Another limitation is that pet dogs in our study lived in human homes, whereas detection dogs resided in kennels at their respective training centers. This could potentially explain group differences in human-directed gazing in the UT, where the familiarity of the owner, with whom the pet dogs resided in the same home, is greater than the familiarity of the handler. However, the interaction between detection dogs and handler that occurs during training could arguably be more significant than pets whose owners spend a significant portion of their day at work and do not engage in much interaction. Future studies could attempt to further quantify level of familiarity, for example by measuring average amount and quality of daily interaction between the dog and the person.

Thus, it could be argued that differences between groups were due to environmental conditions and not group-specific experience, per se. However, detection dogs performed just as well as pets in the OCT suggesting that residing in a kennel environment did not adversely affect their problem-solving abilities or ability to engage in a social task with humans. This finding is likely due to the intense training and frequent interactions between the detection dogs and their trainers, as opposed to other populations of kenneled dogs with limited human interaction who have shown to perform poorly on the OCT (D’Aniello et al., 2017; Lazarowski & Dorman, 2015; Udell et al., 2010a). Previous reports of decreased human-directed gazing in the UT by kenneled dogs compared with pet dogs point to possible effects of increased human interaction on the development of gazing behavior (D’Aniello & Scandurra, 2016); however, other findings again suggest that this difference is due to selection and/or training for more independent problem solving (i.e., persistence) driving a decrease in human-directed gazing (Scandurra et al., 2015). While the discrepancy in living conditions in our study was virtually unavoidable given that working dogs enrolled in training programs commonly reside in kennels, future studies could test deployed detection dogs residing with their handler, as in Scandurra et al. (2015), who compared guide dogs in training versus those paired in a home. Testing detection dogs that have been paired with a handler may also reveal effects of familiarity of the person not observed here. Additionally, future research should examine effects of rearing or current environment on working dogs’ sociocognitive abilities by comparing various alternative rearing strategies (e.g., prison puppy programs and volunteer puppy-raising foster homes).

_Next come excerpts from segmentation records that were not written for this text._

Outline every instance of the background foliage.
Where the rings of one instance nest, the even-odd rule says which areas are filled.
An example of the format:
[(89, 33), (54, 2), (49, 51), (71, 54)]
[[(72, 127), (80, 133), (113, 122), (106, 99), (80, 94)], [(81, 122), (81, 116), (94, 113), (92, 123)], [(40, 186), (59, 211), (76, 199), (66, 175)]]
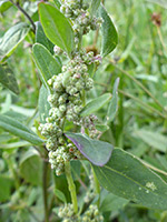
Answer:
[[(6, 46), (3, 47), (6, 50), (0, 51), (0, 60), (4, 61), (13, 53), (6, 60), (7, 63), (0, 64), (0, 81), (1, 83), (6, 82), (6, 85), (0, 85), (0, 114), (6, 117), (0, 115), (0, 127), (12, 119), (13, 131), (16, 131), (16, 125), (19, 124), (17, 121), (26, 124), (28, 129), (22, 125), (18, 127), (22, 135), (26, 137), (21, 138), (23, 140), (18, 139), (17, 134), (13, 135), (0, 129), (0, 221), (43, 221), (43, 204), (46, 204), (42, 201), (43, 180), (47, 181), (48, 186), (50, 221), (59, 221), (53, 209), (56, 211), (59, 204), (69, 202), (70, 194), (65, 175), (56, 176), (49, 170), (47, 178), (42, 178), (46, 153), (43, 151), (42, 157), (39, 157), (37, 145), (41, 144), (41, 140), (33, 133), (36, 131), (39, 134), (37, 130), (39, 125), (37, 103), (41, 85), (40, 73), (32, 59), (31, 48), (35, 36), (27, 27), (28, 21), (23, 14), (17, 8), (11, 7), (10, 3), (4, 4), (4, 2), (9, 3), (8, 1), (0, 1), (0, 49)], [(114, 83), (118, 77), (120, 78), (116, 118), (106, 120), (107, 104), (97, 112), (101, 122), (108, 121), (110, 127), (101, 139), (143, 159), (145, 165), (167, 182), (167, 6), (163, 0), (158, 1), (158, 4), (155, 2), (157, 1), (105, 1), (105, 6), (116, 24), (119, 43), (111, 56), (104, 59), (95, 75), (95, 88), (88, 97), (91, 100), (106, 92), (115, 94)], [(22, 1), (21, 6), (35, 22), (39, 20), (37, 1)], [(9, 9), (3, 12), (4, 7), (6, 9), (9, 7)], [(18, 21), (22, 22), (20, 24), (22, 29), (19, 29), (19, 31), (17, 29)], [(3, 34), (6, 33), (9, 37), (7, 31), (11, 27), (14, 27), (13, 30), (10, 30), (13, 39), (4, 41)], [(20, 44), (13, 44), (17, 37), (21, 37), (20, 41), (17, 41)], [(24, 40), (21, 41), (23, 38)], [(91, 48), (94, 40), (95, 36), (90, 33), (84, 39), (84, 44)], [(38, 47), (38, 44), (33, 47), (33, 54), (36, 54)], [(97, 49), (99, 50), (100, 47), (98, 41)], [(16, 50), (13, 51), (13, 49)], [(40, 50), (42, 52), (42, 48)], [(10, 78), (11, 82), (3, 80), (4, 72), (7, 77), (9, 74), (12, 77)], [(117, 98), (112, 97), (112, 103), (117, 103), (116, 100)], [(6, 127), (8, 125), (6, 124)], [(30, 128), (32, 131), (29, 130)], [(12, 132), (11, 129), (10, 132)], [(32, 140), (33, 145), (29, 143)], [(117, 168), (117, 163), (124, 161), (120, 157), (125, 151), (115, 149), (114, 160), (116, 164), (111, 168)], [(128, 155), (126, 160), (131, 161), (130, 163), (135, 165), (138, 163), (137, 159), (131, 160), (131, 155)], [(87, 162), (76, 161), (71, 165), (81, 206), (86, 193), (85, 188), (88, 186), (88, 176), (84, 169), (89, 171), (90, 165)], [(98, 167), (95, 167), (95, 171), (98, 170)], [(144, 173), (145, 170), (141, 165), (138, 165), (137, 172)], [(146, 175), (148, 176), (147, 172)], [(149, 176), (150, 182), (157, 180), (151, 176), (153, 174)], [(137, 178), (139, 183), (144, 182), (144, 178), (141, 180), (139, 176)], [(112, 189), (109, 185), (109, 189), (117, 190), (118, 185), (121, 186), (122, 181), (120, 180), (119, 184)], [(122, 184), (128, 186), (129, 183), (122, 182)], [(159, 188), (164, 186), (165, 184), (159, 184)], [(121, 192), (120, 189), (119, 192)], [(116, 193), (119, 195), (118, 191)], [(130, 195), (130, 201), (127, 200), (128, 195)], [(140, 195), (131, 199), (130, 193), (125, 193), (120, 198), (112, 193), (108, 194), (108, 191), (104, 189), (100, 210), (106, 221), (167, 221), (166, 194), (161, 190), (158, 195), (160, 195), (159, 199), (157, 195), (155, 199), (153, 196), (149, 199), (148, 194), (145, 200), (146, 204), (144, 204), (144, 200), (136, 204), (136, 199), (140, 199)], [(164, 199), (161, 199), (163, 195)], [(156, 203), (156, 201), (158, 202), (157, 210), (144, 206), (150, 204), (150, 208), (153, 208), (151, 203)]]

Other limitations inherent to working with community-sourced dogs are unknown factors regarding the dogs’ life history, such as the number of previous owners and early life experiences. Our stipulation for including dogs in the pet group was that they had been living in the home of their current owner for a minimum of 1 year, but we did not attempt to quantify pet dogs’ training experience (e.g., obedience or sport) as a factor. While it is likely that the pet-dog group represented a mix of pets with and without formal training, this factor would be difficult to control given that many pets are adopted from shelters or rescue groups, and therefore their history prior to adoption would be unknown. To control for this factor, future studies including pets should exclude those for which the owner does not have a complete record of the dogs’ prior history (e.g., pets sourced from a breeder or raised by the owner).

In conclusion, our results suggest that differences in social cognition may exist as a function of dogs’ occupational relationship with humans and the specific nature of the role. Whether these differences are due to selection or experience remains to be explored. We also found differences in performance of the two groups between the two tasks, suggesting that the OCT and UT measure different aspects of social cognition, and that these differences between groups is task dependent.